Mexico's Elektra Swings To 1Q Loss On Financial Instruments
April 11 2012 - 11:33AM
Dow Jones News
Mexican retail and banking firm Grupo Elektra SAB (ELEKTRA.MX)
said Wednesday its net profit turned negative during the first
quarter due to losses on financial instruments that had generated
extraordinary gains for the company in recent quarters.

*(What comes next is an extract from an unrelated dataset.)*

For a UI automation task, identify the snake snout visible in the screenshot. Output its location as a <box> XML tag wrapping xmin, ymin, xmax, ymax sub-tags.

Elektra reported a quarterly net loss of 3.83 billion pesos
($291 million) compared with a net profit of MXN622 million in the
year-ago quarter and a MXN11.07 billion net gain in the fourth
quarter. Thinly traded Elektra shares recently moved 2% higher on
the Mexican Stock Exchange, to MXN1,240, outpacing the broader IPC
index's 0.6% advance.
The first-quarter earnings loss stemmed from a MXN7.08 billion
decrease in non-cash financial income as a result of a shift in the
value of financial instruments in the company's possession. That
was offset by a MXN1.80 billion decrease in tax provisions.

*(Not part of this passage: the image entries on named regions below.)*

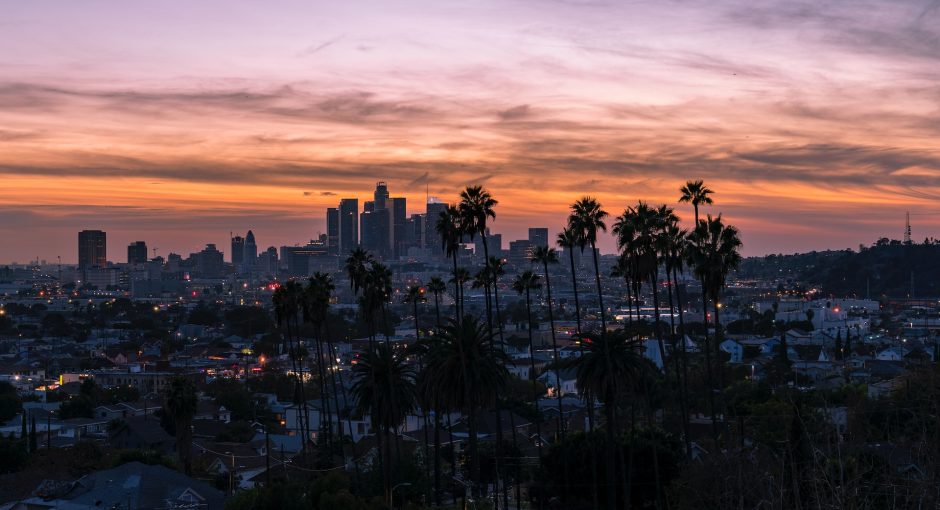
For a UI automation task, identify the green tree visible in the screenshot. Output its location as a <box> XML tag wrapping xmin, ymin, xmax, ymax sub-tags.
<box><xmin>0</xmin><ymin>381</ymin><xmax>23</xmax><ymax>422</ymax></box>
<box><xmin>163</xmin><ymin>376</ymin><xmax>197</xmax><ymax>475</ymax></box>
<box><xmin>428</xmin><ymin>276</ymin><xmax>447</xmax><ymax>328</ymax></box>
<box><xmin>571</xmin><ymin>330</ymin><xmax>649</xmax><ymax>509</ymax></box>
<box><xmin>352</xmin><ymin>344</ymin><xmax>417</xmax><ymax>502</ymax></box>
<box><xmin>422</xmin><ymin>315</ymin><xmax>509</xmax><ymax>494</ymax></box>
<box><xmin>568</xmin><ymin>197</ymin><xmax>608</xmax><ymax>334</ymax></box>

Elektra sells items such as kitchen appliances on credit, while
also offering banking services. In addition to Mexico, the company
operates in Argentina, Brazil, El Salvador, Guatemala, Honduras,
Panama and Peru.
Earnings before interest, taxes, depreciation and amortization,
or Ebitda, were 54% higher compared with the first three months of
2011, at MXN3.31 billion, for an Ebitda margin of 22% versus 19% a
year-earlier. Revenue rose 35% to MXN15.11 billion.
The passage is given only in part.